L’initiative parlementaire 23.443 déposée par le conseiller national Jean-Luc Addor (V, VS) demande d’adapter la législation en vigueur de sorte que les auteurs de crimes violents ne puissent plus échapper à l’expulsion en raison de l’absence de liens ou de liens trop ténus avec leur pays d’origine. Lors de l’examen préalable, les CIP des deux conseils avaient donné suite à cette initiative, estimant que la clause de rigueur prévue à l’art. 66a, al. 2, du Code pénal est appliquée de manière trop généreuse par les tribunaux, en particulier lorsqu’il s’agit d’infractions graves, pour lesquelles l’intérêt public à ce que l’expulsion soit prononcée est particulièrement fort. Une restriction de la marge d’appréciation des tribunaux lors de l’application de la clause de rigueur se justifie donc.
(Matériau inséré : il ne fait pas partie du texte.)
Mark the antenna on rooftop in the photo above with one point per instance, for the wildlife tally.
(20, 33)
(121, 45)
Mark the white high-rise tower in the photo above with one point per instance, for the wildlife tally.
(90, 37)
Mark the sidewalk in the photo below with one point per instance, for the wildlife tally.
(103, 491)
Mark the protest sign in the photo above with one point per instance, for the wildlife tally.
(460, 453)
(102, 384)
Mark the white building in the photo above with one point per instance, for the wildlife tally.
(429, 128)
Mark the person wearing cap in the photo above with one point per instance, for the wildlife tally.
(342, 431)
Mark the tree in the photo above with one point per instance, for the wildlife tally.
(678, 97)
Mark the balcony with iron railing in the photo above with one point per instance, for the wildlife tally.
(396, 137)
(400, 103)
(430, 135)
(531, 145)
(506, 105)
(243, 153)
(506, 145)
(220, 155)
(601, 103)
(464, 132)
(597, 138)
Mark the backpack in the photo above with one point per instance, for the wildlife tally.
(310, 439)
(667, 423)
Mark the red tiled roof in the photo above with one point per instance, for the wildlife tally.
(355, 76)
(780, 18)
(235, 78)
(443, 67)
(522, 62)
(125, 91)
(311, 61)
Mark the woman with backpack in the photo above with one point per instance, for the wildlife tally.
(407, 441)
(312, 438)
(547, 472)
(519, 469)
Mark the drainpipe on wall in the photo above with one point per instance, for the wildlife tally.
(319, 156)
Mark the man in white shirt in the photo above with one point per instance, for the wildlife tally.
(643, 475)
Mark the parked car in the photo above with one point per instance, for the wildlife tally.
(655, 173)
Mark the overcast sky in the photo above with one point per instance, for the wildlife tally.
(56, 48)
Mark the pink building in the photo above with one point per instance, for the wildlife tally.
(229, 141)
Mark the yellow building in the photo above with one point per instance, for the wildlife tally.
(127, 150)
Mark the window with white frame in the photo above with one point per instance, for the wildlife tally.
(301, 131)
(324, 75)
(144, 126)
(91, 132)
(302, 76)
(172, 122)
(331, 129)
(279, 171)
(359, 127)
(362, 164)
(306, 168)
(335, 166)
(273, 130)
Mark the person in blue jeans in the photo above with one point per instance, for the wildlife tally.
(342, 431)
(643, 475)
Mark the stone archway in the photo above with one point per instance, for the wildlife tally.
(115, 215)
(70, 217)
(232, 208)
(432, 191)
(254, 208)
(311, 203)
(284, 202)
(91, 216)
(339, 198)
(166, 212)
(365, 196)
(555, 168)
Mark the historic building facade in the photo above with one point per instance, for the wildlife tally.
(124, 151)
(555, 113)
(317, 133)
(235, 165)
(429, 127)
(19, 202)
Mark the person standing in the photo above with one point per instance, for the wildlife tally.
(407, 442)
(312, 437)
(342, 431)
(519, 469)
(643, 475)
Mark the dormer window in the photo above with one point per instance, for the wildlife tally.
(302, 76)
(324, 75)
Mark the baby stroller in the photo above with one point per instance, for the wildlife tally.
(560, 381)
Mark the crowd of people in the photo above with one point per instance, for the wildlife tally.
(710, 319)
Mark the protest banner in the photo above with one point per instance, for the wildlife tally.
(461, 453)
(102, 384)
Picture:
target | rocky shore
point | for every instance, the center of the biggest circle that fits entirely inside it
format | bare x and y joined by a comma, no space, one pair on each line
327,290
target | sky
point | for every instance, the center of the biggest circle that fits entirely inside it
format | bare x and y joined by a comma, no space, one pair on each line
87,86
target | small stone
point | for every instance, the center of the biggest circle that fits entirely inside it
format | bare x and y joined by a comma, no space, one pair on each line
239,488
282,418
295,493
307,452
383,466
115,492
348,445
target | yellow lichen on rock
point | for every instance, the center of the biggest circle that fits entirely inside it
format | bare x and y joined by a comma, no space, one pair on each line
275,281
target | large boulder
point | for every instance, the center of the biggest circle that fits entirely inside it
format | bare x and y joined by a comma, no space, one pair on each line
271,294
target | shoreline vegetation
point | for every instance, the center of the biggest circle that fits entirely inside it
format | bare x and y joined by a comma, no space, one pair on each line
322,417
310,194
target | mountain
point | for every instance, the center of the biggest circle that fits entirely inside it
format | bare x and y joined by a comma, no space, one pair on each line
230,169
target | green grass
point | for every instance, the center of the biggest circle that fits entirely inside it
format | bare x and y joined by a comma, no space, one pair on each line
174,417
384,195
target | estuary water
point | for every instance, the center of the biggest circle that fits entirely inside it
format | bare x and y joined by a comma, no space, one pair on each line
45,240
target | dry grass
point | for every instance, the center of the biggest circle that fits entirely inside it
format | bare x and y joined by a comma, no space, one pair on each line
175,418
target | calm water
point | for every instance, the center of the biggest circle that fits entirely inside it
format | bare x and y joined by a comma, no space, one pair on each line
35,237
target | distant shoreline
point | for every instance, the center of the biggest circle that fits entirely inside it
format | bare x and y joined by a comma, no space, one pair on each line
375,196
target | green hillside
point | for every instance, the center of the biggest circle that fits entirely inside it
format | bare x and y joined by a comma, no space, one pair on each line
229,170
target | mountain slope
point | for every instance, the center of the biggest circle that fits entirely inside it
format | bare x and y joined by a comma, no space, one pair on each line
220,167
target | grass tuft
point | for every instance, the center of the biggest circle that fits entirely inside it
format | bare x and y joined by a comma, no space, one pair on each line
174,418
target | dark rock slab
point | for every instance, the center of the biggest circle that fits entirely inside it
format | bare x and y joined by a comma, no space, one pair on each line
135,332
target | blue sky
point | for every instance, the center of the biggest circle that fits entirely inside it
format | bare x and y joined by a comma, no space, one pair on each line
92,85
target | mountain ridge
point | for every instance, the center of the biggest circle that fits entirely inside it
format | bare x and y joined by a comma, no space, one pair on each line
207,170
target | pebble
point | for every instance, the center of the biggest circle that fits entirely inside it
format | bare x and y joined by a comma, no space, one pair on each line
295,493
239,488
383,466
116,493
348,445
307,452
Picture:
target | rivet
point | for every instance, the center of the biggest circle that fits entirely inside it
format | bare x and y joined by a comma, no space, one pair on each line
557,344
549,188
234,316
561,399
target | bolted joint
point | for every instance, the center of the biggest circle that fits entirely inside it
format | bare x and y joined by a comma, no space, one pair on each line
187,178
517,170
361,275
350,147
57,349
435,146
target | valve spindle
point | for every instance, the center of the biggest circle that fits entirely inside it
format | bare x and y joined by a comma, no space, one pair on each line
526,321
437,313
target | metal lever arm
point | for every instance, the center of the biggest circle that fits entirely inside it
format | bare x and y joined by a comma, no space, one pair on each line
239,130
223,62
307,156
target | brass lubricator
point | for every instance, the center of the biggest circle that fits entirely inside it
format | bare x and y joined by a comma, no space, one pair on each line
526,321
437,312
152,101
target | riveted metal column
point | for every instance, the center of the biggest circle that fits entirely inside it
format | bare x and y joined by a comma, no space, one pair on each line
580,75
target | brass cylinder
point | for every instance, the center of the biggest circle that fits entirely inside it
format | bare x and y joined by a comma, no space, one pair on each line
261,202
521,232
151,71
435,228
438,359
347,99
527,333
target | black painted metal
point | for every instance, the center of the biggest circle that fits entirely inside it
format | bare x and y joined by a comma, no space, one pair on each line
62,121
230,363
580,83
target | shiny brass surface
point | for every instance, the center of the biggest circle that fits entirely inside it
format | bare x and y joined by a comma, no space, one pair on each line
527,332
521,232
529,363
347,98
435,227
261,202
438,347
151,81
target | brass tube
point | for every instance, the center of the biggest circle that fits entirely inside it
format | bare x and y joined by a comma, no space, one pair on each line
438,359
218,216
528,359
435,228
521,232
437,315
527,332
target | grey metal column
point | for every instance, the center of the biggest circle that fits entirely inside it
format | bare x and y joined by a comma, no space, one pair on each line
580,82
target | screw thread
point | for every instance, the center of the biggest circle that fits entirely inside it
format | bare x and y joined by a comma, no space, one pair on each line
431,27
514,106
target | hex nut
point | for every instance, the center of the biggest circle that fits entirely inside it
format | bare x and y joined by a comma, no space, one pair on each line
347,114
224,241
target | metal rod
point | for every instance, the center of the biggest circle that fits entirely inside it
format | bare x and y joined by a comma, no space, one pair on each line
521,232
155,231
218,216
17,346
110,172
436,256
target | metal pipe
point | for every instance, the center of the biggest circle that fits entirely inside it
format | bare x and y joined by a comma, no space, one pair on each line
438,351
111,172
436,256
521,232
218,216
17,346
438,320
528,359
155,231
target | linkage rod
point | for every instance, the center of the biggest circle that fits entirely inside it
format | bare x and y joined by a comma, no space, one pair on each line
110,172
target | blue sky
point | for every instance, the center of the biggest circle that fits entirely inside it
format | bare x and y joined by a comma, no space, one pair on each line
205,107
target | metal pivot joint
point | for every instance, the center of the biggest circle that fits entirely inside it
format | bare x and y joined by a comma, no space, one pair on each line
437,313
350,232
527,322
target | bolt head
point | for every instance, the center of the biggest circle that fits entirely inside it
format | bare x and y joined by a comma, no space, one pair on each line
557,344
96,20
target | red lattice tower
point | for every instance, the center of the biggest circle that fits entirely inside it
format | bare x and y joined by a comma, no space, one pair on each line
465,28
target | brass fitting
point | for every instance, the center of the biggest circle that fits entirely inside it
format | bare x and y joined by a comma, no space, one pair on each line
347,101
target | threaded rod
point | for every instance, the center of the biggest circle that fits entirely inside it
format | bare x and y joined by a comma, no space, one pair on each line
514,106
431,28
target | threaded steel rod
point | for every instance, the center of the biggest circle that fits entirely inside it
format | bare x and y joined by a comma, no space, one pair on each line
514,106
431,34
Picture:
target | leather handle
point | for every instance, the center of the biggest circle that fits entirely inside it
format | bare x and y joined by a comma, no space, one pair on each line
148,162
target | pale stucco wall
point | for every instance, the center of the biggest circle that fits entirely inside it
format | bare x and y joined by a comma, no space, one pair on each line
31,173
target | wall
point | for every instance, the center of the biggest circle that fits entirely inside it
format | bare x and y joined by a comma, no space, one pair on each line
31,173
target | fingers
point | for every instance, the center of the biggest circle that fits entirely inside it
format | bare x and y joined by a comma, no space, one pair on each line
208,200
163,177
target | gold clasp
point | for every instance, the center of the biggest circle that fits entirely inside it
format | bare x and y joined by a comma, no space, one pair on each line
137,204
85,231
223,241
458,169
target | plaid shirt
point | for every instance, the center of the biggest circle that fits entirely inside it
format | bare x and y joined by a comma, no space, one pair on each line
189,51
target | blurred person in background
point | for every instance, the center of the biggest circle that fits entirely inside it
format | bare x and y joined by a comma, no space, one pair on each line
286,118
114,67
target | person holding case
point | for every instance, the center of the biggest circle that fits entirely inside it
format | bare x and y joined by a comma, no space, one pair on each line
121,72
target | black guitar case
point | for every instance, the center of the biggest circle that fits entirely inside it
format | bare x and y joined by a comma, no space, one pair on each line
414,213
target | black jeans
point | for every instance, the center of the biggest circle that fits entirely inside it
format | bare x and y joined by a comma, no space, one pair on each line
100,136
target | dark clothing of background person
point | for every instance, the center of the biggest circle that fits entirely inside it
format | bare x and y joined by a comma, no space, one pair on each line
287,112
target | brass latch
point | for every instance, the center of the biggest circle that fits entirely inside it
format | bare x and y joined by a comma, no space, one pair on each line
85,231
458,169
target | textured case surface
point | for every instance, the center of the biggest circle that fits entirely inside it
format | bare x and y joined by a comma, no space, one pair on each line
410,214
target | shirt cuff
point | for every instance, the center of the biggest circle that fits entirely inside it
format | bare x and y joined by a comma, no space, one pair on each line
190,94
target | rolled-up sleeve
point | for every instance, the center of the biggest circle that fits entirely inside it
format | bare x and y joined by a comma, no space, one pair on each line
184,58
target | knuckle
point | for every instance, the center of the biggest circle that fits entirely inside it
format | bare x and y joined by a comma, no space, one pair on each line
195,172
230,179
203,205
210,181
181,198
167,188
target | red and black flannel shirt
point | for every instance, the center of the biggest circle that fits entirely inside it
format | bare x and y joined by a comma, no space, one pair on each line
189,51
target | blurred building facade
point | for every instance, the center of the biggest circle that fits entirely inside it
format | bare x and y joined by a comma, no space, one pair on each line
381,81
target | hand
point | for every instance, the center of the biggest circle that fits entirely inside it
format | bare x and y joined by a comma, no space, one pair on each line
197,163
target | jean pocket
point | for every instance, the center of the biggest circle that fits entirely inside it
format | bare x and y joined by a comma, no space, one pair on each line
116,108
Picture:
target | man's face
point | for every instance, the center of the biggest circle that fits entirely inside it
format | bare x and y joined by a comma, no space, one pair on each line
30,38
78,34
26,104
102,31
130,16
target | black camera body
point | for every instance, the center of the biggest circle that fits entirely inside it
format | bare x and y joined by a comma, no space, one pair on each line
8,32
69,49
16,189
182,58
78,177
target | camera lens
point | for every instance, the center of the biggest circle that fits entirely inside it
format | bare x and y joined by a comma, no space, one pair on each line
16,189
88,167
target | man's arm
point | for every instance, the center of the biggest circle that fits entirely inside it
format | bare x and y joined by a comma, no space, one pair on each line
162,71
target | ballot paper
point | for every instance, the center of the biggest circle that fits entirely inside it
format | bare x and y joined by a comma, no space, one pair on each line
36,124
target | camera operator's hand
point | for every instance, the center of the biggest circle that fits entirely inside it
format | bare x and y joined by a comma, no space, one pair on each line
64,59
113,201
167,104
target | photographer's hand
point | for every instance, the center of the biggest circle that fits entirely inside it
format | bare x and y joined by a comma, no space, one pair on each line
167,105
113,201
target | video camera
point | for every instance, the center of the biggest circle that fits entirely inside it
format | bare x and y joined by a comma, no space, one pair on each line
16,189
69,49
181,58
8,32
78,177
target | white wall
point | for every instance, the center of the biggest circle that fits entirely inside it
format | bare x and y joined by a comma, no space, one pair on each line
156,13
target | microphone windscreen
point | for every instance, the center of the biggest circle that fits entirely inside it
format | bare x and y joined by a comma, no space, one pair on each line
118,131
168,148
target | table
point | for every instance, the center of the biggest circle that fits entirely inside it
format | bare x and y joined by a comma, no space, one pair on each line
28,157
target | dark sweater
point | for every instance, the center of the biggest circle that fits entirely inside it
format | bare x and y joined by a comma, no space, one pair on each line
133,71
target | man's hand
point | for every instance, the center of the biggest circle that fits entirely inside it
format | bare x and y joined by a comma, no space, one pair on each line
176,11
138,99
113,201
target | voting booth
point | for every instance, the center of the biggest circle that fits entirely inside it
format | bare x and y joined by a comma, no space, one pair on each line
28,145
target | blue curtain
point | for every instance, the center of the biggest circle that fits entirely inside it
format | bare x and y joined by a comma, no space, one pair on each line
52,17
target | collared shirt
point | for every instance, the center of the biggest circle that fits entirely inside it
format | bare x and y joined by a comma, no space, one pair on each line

Suite à ces décisions préalables positives, la commission a élaboré un projet mettant en œuvre l’initiative parlementaire. Elle propose de compléter l’art. 66a du Code pénal ainsi que l’art. 49a du Code pénal militaire par une disposition prévoyant que les liens que l’étranger entretient avec son pays d’origine ne doivent pas être pris en compte en sa faveur lors de l’examen de la clause de rigueur lorsqu’il est condamné pour l’un des crimes visés à l’al. 1 de ces dispositions et impliquant l’utilisation d’une certaine violence, par exemple le meurtre, les lésions corporelles graves ou le viol.
La commission a adopté son projet par 13 voix contre 9 et 2 abstentions en vue de la consultation.
Une minorité estime que ce texte porte atteinte au principe de proportionnalité, dans la mesure où il ne permet pas de procéder à une pesée des intérêts adéquate. Une expulsion constitue une restriction importante des droits fondamentaux ; l’examen de proportionnalité doit être d’autant plus strict. Le texte proposé constitue ainsi une atteinte à l’état de droit ainsi qu’aux droits fondamentaux garantis par la Constitution fédérale et divers traités internationaux, en particulier la Convention européenne des droits de l’homme. Il existe en outre un risque que cette modification reste sans effet car elle pourrait ne pas être appliquée par les tribunaux
La consultation durera jusqu’au 2 octobre 2026. Les documents peuvent être consultés en cliquant sur les liens suivants :
La commission a siégé les 21 et 22 mai 2026 à Berne, sous la présidence de la conseillère nationale Nina Schläfli (PS, TG).